Contextual and auditory-cued fear conditioning. During acquisition, a tone (1000Hz,
80dB, 30s) was delivered as the CS, immediately followed by a footshock (0.3mA, 2s) as the
US. Freezing was recorded during 2-min periods before and after the footshocks (5s sampling
interval). Retention of conditioned fear was measured 24h later, first by placing the mouse in
the same context for 5 min (contextual fear). Three hours later mice were placed in a novel
empty box (new context); freezing was recorded for 3 min in this context and for 3 min after
turning on the auditory CS (cued-fear).
Inhibitory avoidance learning. The apparatus consisted of a dark box (20x10x6 cm) with
electrified grid-floor, connected to a brightly lit Plexiglas box (20x10x6 cm) as the shock-free
zone. On day 1, mice were submitted to 5 successive acquisition trials. On each trial, mice
were placed in the center of the shock-free zone, allowed to explore the apparatus for 10 min,
and received a footshock as it stepped into the dark box (0.8mA, 3s). The latency to enter the
electrified zone was recorded. In the test session 24h after training, no footshock was given
and the step-through latency (600s ceiling) was taken as a measure of retention.

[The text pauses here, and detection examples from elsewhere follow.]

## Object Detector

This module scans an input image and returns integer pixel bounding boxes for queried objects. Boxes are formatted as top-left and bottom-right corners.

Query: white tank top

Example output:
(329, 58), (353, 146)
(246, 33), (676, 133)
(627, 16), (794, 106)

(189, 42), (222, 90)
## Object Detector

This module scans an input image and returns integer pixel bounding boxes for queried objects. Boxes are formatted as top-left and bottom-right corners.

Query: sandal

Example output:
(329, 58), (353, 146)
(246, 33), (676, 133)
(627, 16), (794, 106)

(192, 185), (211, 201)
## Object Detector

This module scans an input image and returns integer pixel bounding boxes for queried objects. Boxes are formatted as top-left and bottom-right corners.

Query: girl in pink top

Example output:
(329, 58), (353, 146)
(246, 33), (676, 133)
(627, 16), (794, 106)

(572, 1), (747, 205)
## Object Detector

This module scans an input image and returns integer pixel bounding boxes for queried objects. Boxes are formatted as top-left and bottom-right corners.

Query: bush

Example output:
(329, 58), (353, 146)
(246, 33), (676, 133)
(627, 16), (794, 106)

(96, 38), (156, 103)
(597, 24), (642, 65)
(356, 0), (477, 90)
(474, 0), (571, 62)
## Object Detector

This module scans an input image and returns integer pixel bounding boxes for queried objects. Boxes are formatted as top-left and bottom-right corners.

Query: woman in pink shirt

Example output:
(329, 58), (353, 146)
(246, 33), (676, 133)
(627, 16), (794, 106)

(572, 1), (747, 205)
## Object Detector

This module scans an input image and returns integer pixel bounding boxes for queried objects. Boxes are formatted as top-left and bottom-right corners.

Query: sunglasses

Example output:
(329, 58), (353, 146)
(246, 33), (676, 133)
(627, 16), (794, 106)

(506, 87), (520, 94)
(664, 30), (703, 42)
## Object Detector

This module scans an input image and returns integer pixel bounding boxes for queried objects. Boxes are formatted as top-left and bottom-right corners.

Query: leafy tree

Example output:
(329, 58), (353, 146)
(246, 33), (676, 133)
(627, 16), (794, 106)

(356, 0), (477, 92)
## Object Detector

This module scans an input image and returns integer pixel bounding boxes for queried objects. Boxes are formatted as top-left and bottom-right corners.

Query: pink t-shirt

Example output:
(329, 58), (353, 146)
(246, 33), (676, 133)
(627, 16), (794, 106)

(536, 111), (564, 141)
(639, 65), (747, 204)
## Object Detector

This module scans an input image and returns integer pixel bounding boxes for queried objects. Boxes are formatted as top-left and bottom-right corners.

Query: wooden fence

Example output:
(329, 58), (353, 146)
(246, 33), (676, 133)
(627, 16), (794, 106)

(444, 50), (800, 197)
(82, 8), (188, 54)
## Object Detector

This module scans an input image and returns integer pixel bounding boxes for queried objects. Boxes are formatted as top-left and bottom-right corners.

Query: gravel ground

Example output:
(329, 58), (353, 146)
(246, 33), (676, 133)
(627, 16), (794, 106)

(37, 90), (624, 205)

Spatial learning in a water-maze. The maze consisted of a circular tank (150-cm diameter)
filled with water (22°C) to 15 cm below the top of the sidewall, made opaque by addition of a
white nontoxic paint (Opacifier 631, Morton SA, France). A circular escape platform (10-cm
diameter) was placed in the centre of the maze during pre-training or the centre of a quadrant
(35 cm from the wall) during training. The platform, placed 0.5 cm below the water surface,
was not visible. The maze was placed in a well-lit room (380 lux) containing several extramaze cues on the walls. A video camera, mounted on the ceiling above the maze to record
swim paths, was connected to a computer located in an adjacent room, and animals were
videotracked using the Anymaze system (Stoelting, USA). The day before training, mice
underwent a habituation session, consisting of 4 trials during which the mouse the mouse was
gently guided by hand to the platform and allowed to remain on it for 60 s. During the training
phase, mice were given one block of four trials a day for 7 days. On each trial, the mouse was
introduced into the maze from three different starting points and allowed to swim freely until
it reached the platform. Mice failing to find the platform after 90s were gently guided to it by
hand and a maximum escape latency of 90 s was recorded. Mice were allowed to remain 60 s
on the platform before the start of the next trial. The data recorded by videotracking were used
to reconstruct swim paths and to calculate latency to find the platform, averaged swim speed,
acceleration during progression segments (darting behavior), swim path lengths, activity in a
19-cm width virtual corridor set along the wall (thigmotaxis), and 360°-rotation of animal’s
body (path tortuosity).
In another experiment, a smaller water tank (1.3 m diameter) filled with water was used,
which contained a circular transparent escape platform (12 cm diameter) hidden below water
surface. The training procedure consisted of 5 trials per day with a 60s cut-off time and a 15min ITI. Mice were allowed to remain 15s on the platform at the end of a trial. On days 5-6, a
reversal test was performed by shifting the platform position to the opposite quadrant.